Safe Control

Safety verification and control design for dynamical systems.

CBF Design

A central theme of my research is the computational design of control barrier functions for safety-critical control. Although CBFs offer an elegant certificate for forward invariance, designing both the barrier certificate and the controller is generally nonconvex, especially in the presence of input constraints, higher or mixed relative degrees, and model uncertainty. My work develops convex optimization-based methods to overcome this difficulty. I have proposed tractable co-design frameworks for jointly synthesizing CBFs and state-feedback controllers for linear systems with input constraints, extended these ideas to mixed-relative-degree safety constraints, and developed convex and sum-of-squares-based approaches for safety verification and certificate synthesis in uncertain and discrete-time systems. Together, these contributions aim to make CBF design less ad hoc and more systematic, scalable, and certifiable for autonomous systems.

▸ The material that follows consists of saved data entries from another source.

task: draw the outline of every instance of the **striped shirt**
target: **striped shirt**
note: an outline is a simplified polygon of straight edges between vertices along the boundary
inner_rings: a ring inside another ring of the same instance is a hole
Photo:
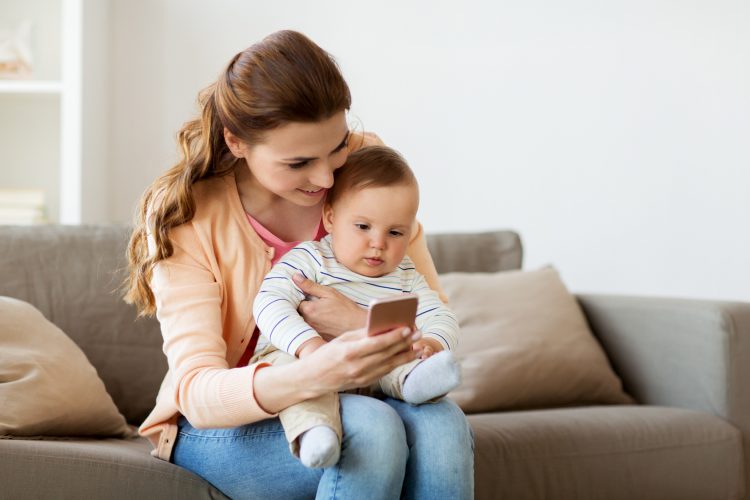
[[[305,300],[305,294],[292,281],[297,272],[315,283],[334,288],[363,308],[372,299],[416,294],[419,298],[416,326],[423,336],[437,340],[445,349],[456,347],[456,316],[429,287],[408,256],[389,274],[377,278],[363,276],[336,260],[331,236],[327,235],[320,241],[306,241],[292,248],[266,275],[253,304],[261,332],[255,352],[271,343],[294,355],[302,344],[319,336],[297,312],[300,302]]]

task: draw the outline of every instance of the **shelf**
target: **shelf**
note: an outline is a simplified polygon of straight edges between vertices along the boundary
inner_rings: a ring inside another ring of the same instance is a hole
[[[62,83],[55,80],[0,80],[0,94],[59,94]]]

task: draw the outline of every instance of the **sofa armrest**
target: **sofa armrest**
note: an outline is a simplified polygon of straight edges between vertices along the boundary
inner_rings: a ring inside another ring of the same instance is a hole
[[[638,402],[750,420],[750,303],[577,298]]]
[[[629,394],[728,420],[750,458],[750,303],[577,298]]]

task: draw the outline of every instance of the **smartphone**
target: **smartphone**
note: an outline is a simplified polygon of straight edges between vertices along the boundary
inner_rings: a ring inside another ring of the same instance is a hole
[[[367,310],[367,335],[378,335],[400,326],[414,329],[417,303],[413,293],[374,299]]]

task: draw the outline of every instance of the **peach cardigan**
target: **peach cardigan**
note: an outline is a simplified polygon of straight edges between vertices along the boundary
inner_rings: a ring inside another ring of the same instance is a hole
[[[157,264],[151,280],[169,370],[139,432],[163,460],[171,457],[180,415],[198,428],[275,416],[253,396],[253,376],[265,365],[235,368],[255,330],[253,299],[273,249],[248,223],[234,175],[197,182],[194,196],[195,216],[170,231],[174,254]],[[415,224],[408,255],[445,300]]]

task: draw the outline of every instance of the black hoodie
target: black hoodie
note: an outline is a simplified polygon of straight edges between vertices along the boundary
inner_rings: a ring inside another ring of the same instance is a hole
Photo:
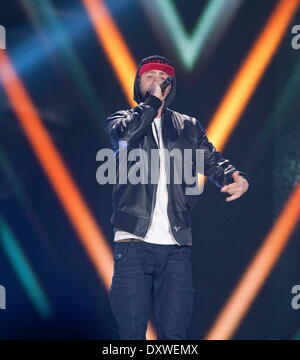
[[[160,56],[160,55],[148,56],[139,62],[138,69],[137,69],[137,72],[135,75],[135,80],[134,80],[134,94],[133,94],[134,95],[133,98],[137,102],[137,104],[139,104],[142,101],[145,101],[145,97],[143,96],[141,89],[140,89],[140,76],[138,75],[138,73],[139,73],[142,65],[149,63],[153,60],[162,60],[164,64],[173,66],[171,61],[169,61],[168,59],[166,59],[165,57]],[[171,90],[165,99],[163,109],[166,108],[169,104],[171,104],[171,102],[173,101],[173,99],[175,97],[175,93],[176,93],[176,76],[174,75],[174,80],[173,80],[173,83],[171,86]]]

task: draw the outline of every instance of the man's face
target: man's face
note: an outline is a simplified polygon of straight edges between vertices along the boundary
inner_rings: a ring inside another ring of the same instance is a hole
[[[169,75],[167,73],[160,70],[150,70],[144,72],[141,75],[141,80],[140,80],[140,89],[143,96],[145,96],[146,91],[149,89],[150,85],[154,81],[157,81],[159,84],[162,84],[168,76]]]

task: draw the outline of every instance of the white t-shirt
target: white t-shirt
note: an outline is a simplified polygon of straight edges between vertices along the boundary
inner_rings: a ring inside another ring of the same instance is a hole
[[[159,148],[160,171],[157,184],[156,201],[153,210],[152,221],[144,238],[128,233],[126,231],[117,230],[115,232],[114,241],[125,238],[136,238],[146,242],[163,245],[178,244],[171,234],[170,222],[167,213],[168,206],[168,190],[167,175],[164,162],[163,141],[161,134],[161,118],[156,117],[152,122],[152,131]],[[158,135],[158,138],[157,138]]]

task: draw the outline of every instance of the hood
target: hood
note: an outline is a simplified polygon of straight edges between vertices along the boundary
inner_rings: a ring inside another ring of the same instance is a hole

Compatibility of Safety and Optimality

My work on predictive control develops less conservative and more flexible ways to enforce safety constraints in receding-horizon control. A key idea is the constraint horizon: instead of imposing all constraints over the full prediction horizon, safety and performance requirements can be assigned to different horizons, improving feasibility while maintaining rigorous constraint satisfaction. I extended this perspective to multiple constraint horizons and explored its connection with control barrier functions through predictive control barrier functions, which combine the planning capability of MPC with the certificate-based safety guarantees of CBFs. I have also studied safe and stable filter design via relaxed compatibility conditions between barrier and Lyapunov functions, and data-enabled predictive control for nonlinear systems using Koopman bilinear realizations. These contributions aim to make predictive control more scalable, less conservative, and more compatible with modern learning-based autonomy.